Liver Transplant and Hepatobiliary Surgery, Recanati/Miller Transplantation Institute, Icahn School of Medicine at Mount Sinai, New York, New York.
Division of Gastroenterology/Hepatology, Department of Medicine, University of California, San Francisco.
JAMA Surg. 2022 Sep 1;157(9):779-788. doi: 10.1001/jamasurg.2022.2800.
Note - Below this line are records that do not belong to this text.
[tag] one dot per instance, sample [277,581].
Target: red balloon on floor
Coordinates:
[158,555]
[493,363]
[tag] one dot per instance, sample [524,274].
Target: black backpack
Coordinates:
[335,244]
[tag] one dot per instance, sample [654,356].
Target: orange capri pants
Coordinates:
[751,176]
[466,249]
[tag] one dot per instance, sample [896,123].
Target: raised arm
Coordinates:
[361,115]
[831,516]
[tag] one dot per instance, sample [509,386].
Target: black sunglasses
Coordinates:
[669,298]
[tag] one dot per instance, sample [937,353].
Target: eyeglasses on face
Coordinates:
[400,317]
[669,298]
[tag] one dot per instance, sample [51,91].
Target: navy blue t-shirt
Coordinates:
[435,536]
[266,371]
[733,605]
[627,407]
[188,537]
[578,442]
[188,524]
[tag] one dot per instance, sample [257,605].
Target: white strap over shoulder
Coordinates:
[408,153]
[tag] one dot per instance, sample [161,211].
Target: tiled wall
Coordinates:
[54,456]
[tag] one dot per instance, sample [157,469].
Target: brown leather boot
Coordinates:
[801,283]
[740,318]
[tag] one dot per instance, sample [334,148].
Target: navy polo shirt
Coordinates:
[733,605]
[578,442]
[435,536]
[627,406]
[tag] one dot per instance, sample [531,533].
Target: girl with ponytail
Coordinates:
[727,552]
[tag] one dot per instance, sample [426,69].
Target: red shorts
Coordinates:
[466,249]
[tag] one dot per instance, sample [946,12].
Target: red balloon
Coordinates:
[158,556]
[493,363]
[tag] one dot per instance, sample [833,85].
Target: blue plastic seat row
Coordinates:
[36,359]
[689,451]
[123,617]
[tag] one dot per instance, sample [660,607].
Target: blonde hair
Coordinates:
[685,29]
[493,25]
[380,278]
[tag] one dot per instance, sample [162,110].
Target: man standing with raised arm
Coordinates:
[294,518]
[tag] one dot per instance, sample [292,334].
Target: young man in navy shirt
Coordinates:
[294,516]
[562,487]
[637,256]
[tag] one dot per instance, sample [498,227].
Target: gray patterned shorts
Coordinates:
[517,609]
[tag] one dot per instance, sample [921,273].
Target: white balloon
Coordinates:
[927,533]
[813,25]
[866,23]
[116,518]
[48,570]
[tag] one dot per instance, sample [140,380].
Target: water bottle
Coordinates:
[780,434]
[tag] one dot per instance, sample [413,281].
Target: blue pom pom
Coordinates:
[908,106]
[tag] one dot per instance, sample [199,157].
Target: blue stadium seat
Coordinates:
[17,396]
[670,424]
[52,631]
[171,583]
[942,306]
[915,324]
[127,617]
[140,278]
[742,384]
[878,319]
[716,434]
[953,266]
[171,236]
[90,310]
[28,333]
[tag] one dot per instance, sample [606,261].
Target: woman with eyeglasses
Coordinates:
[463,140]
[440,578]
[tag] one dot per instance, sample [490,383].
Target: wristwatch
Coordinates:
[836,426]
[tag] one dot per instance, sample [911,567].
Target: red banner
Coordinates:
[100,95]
National guidelines on transplant selection have adopted successful downstaging to within Milan criteria (MC) as a viable option for the treatment of hepatocellular carcinoma (HCC) before liver transplant (LT). Recurrence of HCC after LT carries a poor prognosis, and treatment modalities remain challenging.
To establish the 10-year outcomes of patients with HCC after LT in a large, multicenter US study based on individual data; provide robust data on the long-term role of downstaging; and evaluate the association of treatment modalities with postrecurrence survival.
DESIGN, SETTING, AND PARTICIPANTS: In this cohort study, a retrospective, multicenter analysis of prospectively collected data was conducted for 2645 adults who had undergone LT for HCC at 5 US academic centers between January 2001 and December 2015. The analysis was performed from May 2019 through June 2021. Outcomes of 341 patients whose disease was downstaged to within MC were compared with those in 2122 patients whose disease was always within MC and 182 patients whose disease was not downstaged. The associations of tumor and treatment factors on postrecurrence survival were analyzed using Cox proportional hazards regression and multivariable logistic regression models.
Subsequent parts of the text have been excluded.